Mogsy: Nameless is the first book of The Bone Angel trilogy, with two more books incoming, yay! So what’s next for Luna Masterson? At this early point, is there anything you can tell us about the sequel?
MMY: Bwahahaha! That’s what I can tell you.
We spent the first book getting to know Luna and realizing how loyal yet terrified she is. She’s had everybody she’s ever cared about taken from her at one time or another. I expect Book Two to be darker. I want to push her to the breaking point and see what happens. She thinks she’s tough, but Luna is exceptionally vulnerable. We’re going to explore that vulnerability a little bit.
Mogsy: I can’t wait! Now I am excited for Luna but kind of fear for her at the same time. She was just such a delight. But now that we know about Luna, what else is next for Mercedes M. Yardley? Aside from The Bone Angel, are there any ideas for other stories? Any big projects you’re excited about currently or in the near future, either writing or non-writing related?
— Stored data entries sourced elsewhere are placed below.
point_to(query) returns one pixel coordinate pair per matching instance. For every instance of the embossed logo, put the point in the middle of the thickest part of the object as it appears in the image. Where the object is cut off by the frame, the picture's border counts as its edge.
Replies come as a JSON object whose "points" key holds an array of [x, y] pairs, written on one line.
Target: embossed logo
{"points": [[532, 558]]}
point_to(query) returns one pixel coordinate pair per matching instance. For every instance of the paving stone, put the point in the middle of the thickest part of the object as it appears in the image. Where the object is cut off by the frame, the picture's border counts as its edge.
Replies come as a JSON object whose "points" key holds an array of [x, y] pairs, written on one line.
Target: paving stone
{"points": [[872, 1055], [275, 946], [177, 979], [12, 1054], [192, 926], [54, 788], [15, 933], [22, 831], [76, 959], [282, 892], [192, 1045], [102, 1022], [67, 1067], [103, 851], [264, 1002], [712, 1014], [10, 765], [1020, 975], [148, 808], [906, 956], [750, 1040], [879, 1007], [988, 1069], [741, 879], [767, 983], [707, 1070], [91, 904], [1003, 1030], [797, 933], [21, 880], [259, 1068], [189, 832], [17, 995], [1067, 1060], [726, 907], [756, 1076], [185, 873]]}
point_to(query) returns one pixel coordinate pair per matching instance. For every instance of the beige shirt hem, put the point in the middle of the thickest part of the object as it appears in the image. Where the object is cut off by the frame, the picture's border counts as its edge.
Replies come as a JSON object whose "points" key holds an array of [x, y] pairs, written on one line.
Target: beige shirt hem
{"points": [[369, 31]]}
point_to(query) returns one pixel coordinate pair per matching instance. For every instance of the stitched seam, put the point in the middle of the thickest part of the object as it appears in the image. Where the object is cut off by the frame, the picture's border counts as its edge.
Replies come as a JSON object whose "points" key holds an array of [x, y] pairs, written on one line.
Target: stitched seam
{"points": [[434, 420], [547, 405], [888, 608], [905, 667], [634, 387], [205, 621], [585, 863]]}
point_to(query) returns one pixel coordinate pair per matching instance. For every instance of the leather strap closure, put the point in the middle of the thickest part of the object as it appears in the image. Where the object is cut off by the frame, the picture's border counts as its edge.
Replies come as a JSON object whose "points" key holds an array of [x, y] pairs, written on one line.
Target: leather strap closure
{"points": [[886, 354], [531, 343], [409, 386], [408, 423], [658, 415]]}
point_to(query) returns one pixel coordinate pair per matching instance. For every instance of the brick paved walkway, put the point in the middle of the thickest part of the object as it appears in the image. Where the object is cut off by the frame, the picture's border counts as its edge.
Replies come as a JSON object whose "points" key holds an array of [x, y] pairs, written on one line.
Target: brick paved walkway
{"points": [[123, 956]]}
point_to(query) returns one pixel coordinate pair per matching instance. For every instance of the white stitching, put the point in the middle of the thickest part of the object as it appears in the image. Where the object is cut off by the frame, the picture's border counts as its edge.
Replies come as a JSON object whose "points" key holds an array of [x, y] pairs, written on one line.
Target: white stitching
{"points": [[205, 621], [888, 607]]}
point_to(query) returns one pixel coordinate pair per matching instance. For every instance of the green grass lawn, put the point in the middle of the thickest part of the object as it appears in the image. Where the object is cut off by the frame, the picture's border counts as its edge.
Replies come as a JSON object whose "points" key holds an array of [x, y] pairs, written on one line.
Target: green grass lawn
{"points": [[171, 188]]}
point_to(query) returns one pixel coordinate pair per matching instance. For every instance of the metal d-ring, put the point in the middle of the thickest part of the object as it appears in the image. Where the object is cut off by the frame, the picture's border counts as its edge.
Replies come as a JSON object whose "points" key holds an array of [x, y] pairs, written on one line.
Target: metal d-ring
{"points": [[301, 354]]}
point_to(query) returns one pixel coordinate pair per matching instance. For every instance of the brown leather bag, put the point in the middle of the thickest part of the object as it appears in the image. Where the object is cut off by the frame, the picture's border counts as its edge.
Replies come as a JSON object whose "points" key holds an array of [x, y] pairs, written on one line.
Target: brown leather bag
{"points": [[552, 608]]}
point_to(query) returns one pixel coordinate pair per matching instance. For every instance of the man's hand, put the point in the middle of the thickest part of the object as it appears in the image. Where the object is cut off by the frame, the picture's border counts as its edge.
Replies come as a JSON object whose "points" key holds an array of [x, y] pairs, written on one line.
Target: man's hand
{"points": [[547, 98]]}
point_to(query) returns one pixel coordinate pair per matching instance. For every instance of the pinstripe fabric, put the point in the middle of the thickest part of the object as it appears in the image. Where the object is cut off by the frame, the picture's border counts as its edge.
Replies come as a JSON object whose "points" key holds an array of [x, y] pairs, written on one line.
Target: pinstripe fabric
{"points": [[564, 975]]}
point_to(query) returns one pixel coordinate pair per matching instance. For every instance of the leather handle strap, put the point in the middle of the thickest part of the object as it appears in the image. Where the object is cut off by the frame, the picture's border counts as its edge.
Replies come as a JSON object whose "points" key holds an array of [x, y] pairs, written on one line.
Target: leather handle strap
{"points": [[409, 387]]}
MMY: Oh my goodness, Mogsy. There are projects! Tons and tons of projects. Including the sequel to Nameless: The Darkness Comes, I’m currently working on four novels. Two are collaborations. My favorite thing that I ever, ever wrote is coming out from Ragnarok Publications this September, and I’m simply over the moon about it! And I’m also involved with two separate, very intricate shared-world projects. It’s an insanely busy but exciting year for me.
Mogsy: Whee I’m so happy to hear about more books from you this year! You’ve given me lots to look forward to now.
Once again, thanks for being so awesome, Mercedes. And for writing such great stories! On behalf of all of us at BiblioSanctum, we appreciate you for dropping by. Wishing you the best for all your current and future endeavors!
MMY: Thank you so much! I appreciate you letting me stomp around your turf.